The Raven

Critic rating:

Once upon a movie dreary
By John DeFore
Friday, Apr. 27, 2012

See the right promotional photo of John Cusack playing Edgar Allan Poe in "The Raven," and it briefly looks like a good idea: The high forehead, the shadowed eyes - even with Poe's moustache transformed into a more 2012-fashionable goatee, there's enough of a resemblance to tantalize. If Hollywood's going to turn the author who invented detective fiction into a crime fighter himself, perhaps this is our guy.

But then Edgar Allan Poe walks into a bar and starts talking, and we immediately understand why Cusack is not known for playing men who lived before 1984.

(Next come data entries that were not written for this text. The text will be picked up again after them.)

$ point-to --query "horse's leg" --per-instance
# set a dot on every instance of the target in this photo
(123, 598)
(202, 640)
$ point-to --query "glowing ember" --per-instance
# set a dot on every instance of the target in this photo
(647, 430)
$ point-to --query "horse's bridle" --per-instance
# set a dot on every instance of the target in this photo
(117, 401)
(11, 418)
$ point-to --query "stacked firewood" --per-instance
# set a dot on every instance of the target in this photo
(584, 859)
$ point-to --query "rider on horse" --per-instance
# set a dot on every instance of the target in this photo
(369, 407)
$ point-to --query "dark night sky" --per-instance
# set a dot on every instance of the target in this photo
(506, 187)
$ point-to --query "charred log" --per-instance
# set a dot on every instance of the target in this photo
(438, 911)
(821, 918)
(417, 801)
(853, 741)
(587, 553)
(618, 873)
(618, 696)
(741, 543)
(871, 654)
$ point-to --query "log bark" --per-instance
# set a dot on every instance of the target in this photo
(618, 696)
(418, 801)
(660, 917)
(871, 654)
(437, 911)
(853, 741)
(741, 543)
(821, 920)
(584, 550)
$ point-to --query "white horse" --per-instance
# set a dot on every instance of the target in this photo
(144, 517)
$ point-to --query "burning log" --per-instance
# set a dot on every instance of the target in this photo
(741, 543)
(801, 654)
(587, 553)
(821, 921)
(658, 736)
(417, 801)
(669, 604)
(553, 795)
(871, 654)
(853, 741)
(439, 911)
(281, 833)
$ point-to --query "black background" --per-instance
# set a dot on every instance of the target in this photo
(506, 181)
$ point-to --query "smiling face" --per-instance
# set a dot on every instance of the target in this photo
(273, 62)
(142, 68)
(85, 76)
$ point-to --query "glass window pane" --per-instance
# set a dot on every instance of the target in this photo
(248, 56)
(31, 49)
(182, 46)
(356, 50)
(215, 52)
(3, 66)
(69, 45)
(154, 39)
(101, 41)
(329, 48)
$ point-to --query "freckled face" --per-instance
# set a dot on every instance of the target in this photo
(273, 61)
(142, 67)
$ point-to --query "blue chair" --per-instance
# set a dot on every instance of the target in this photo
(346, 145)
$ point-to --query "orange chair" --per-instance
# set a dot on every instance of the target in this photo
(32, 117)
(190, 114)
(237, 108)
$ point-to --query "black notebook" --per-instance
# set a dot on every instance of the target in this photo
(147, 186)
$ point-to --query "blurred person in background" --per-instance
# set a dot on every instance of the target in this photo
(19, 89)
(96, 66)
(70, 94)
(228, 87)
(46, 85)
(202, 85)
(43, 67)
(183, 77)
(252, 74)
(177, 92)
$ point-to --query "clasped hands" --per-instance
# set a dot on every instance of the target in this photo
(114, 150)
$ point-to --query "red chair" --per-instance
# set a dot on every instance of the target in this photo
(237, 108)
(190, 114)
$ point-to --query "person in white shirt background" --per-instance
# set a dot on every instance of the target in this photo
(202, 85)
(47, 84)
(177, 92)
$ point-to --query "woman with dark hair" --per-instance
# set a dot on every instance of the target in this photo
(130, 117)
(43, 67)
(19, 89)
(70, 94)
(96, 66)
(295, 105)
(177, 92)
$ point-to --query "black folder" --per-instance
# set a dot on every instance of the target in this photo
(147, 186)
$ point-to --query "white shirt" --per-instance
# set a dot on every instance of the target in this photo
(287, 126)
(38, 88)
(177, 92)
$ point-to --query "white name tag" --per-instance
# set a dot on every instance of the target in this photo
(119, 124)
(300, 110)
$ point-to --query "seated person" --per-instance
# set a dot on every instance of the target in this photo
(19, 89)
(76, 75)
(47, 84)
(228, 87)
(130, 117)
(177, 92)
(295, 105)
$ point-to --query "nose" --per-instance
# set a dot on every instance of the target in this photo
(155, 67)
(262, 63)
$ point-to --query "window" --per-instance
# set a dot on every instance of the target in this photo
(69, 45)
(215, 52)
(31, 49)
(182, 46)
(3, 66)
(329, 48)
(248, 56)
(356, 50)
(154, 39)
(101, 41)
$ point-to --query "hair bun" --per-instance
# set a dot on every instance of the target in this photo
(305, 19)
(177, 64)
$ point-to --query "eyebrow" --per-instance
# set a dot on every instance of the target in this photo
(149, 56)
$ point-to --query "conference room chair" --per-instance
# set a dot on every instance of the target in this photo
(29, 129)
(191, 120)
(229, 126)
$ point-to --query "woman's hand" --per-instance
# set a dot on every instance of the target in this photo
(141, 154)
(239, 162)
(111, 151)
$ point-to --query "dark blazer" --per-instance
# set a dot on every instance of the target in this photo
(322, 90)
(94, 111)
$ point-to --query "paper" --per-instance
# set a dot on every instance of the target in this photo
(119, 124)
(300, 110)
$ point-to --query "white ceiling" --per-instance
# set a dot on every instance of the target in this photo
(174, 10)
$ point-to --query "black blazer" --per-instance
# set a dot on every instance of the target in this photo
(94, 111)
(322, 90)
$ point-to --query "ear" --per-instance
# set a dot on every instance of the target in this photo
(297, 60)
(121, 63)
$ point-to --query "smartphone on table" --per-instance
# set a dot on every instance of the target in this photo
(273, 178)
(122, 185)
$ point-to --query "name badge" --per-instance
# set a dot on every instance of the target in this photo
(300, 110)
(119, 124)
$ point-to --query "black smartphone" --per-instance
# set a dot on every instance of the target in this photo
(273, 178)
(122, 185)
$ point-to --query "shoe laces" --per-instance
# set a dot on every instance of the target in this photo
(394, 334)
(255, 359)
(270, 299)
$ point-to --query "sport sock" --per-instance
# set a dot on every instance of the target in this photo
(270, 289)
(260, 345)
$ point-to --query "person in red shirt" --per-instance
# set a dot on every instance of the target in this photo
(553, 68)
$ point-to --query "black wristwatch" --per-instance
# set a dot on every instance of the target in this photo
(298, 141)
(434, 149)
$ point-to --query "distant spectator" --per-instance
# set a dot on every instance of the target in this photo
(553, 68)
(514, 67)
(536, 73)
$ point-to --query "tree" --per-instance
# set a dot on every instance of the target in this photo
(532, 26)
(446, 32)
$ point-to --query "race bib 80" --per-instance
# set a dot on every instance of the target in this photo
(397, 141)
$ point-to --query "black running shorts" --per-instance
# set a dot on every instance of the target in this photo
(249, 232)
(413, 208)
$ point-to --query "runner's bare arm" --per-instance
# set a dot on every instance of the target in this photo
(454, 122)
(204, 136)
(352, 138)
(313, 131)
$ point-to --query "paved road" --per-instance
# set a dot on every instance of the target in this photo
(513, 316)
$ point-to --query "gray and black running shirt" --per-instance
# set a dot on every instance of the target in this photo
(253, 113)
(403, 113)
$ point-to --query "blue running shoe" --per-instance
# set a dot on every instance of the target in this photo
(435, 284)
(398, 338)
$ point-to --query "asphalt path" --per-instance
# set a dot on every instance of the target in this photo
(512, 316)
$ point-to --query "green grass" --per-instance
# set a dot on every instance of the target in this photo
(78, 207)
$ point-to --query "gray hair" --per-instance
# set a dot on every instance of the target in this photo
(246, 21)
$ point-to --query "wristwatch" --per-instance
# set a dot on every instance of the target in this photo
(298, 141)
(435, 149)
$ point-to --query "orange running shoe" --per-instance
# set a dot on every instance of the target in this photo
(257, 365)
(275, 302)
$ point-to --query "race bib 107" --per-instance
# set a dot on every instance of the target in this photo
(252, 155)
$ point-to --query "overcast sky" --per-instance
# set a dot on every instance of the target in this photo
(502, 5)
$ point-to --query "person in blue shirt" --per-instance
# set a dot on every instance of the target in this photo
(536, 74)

Nothing in the actor's cadence or attitude suggests he has changed much to blend in with the story's 1849 setting. But it isn't as if the movie's screenplay, by scribes Ben Livingston and Hannah Shakespeare, gives him any help: Its unconvincing dialogue makes little attempt to capture Poe's idiom, something that would seem obligatory given Poe's Gothic legacy. Like the recent Sherlock Holmes films, "The Raven" seems content to steal a famous figure's name and leave any stabs at authenticity to the set and costume designers.

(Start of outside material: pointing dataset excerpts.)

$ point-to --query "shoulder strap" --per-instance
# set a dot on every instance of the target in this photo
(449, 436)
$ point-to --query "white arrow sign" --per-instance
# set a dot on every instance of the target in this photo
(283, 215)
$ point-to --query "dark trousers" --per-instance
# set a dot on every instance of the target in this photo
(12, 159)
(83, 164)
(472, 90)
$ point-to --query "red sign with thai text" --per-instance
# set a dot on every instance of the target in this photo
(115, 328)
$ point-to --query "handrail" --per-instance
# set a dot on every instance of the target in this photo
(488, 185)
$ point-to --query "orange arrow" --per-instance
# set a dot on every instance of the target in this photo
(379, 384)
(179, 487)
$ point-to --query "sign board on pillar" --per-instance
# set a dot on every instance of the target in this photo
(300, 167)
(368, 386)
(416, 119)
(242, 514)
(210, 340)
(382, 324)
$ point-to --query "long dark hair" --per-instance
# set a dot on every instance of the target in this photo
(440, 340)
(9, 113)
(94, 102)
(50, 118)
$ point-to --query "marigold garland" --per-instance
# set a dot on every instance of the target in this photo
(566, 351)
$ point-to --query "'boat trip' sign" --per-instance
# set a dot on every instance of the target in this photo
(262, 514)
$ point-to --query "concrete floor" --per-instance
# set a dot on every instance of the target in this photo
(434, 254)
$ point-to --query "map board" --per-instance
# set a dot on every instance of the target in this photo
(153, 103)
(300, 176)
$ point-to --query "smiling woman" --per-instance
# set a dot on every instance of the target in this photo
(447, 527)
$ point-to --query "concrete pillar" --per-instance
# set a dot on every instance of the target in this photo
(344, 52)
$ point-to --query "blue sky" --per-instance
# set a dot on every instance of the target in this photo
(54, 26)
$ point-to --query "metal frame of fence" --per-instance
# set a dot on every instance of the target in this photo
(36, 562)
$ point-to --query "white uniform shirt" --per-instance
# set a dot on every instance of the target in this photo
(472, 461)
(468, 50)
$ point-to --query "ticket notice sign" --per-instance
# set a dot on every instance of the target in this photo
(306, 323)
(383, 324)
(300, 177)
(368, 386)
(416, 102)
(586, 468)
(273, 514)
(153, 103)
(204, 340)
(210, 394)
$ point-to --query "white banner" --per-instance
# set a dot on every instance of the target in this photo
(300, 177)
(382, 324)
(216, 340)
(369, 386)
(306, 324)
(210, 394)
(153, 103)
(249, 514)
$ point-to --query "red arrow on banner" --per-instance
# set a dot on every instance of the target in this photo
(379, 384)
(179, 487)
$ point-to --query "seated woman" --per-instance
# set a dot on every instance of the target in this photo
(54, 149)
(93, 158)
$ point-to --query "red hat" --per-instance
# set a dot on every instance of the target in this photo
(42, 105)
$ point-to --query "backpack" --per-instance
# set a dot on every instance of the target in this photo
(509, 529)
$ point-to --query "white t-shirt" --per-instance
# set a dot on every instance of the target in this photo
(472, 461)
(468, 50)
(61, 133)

The movie's conceit takes a tidbit of biographical fact - Poe died under mysterious conditions, having been found on the streets in a state of delirium - and spins an action-film fantasy to fit it. Here, the booze-weakened author helps hunt a serial killer he himself has inspired.

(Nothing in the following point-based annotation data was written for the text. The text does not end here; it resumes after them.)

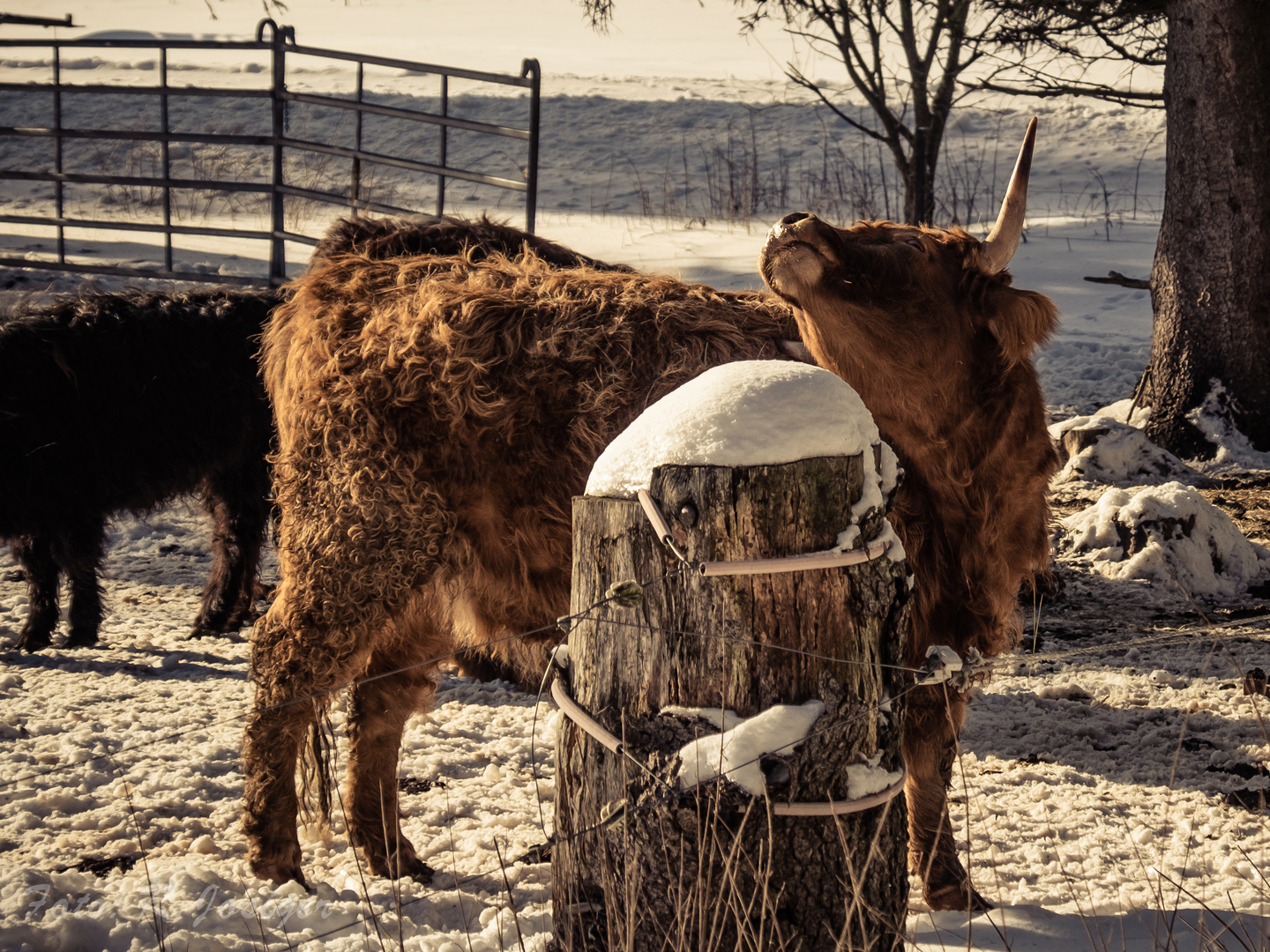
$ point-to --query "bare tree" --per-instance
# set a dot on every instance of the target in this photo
(1211, 279)
(909, 60)
(1061, 42)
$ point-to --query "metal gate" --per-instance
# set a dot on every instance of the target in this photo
(288, 149)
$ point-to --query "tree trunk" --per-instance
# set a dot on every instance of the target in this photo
(1212, 271)
(713, 867)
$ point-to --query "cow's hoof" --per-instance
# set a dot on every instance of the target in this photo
(280, 874)
(419, 871)
(399, 866)
(79, 639)
(955, 896)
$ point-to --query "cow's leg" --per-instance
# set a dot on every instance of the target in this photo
(295, 663)
(397, 684)
(236, 502)
(931, 725)
(81, 560)
(36, 556)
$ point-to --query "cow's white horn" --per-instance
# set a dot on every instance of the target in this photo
(1000, 247)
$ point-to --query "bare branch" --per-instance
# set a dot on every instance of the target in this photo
(1050, 89)
(1117, 279)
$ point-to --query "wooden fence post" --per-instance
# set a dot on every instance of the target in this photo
(639, 863)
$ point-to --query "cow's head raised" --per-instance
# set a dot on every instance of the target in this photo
(908, 312)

After some grisly killings whose details come straight from Poe's fiction, Baltimore detective Emmett Fields (Luke Evans) goes to the author for help. Soon the killer is taunting Poe directly, leaving clues for him at crime scenes and kidnapping the wealthy woman (Alice Eve) he hopes to marry. Although the trappings of each crime refer to Poe's literature - a surprisingly graphic disembowelment-via-pendulum, for instance - "The Raven" owes far more to such contemporary serial-killer films as "Seven." Viewers might find some novelty in trying to predict how "The Tell-Tale Heart" or "The Premature Burial" will work their way into the proceedings, but imaginative ties to those classics are scarce here.

Director James McTeigue was much more successful capturing graphic novelist Alan Moore's mood in "V for Vendetta" than he is conjuring the bone-chilling suspense of Poe. But viewed as simply another Hollywood thriller, "The Raven" builds up a decent head of steam as time runs out for our hero's imperiled fiancee.

All the while, the bleary-eyed Poe is forced to write an ongoing chronicle of the investigation by the killer, a fan who threatens more bloodshed if the stories don't live up to the author's inimitable classics. Here's hoping, for the filmmakers' sake, that none of Poe's contemporary fans are as murderously discriminating.

Contains violence and surprisingly graphic gore.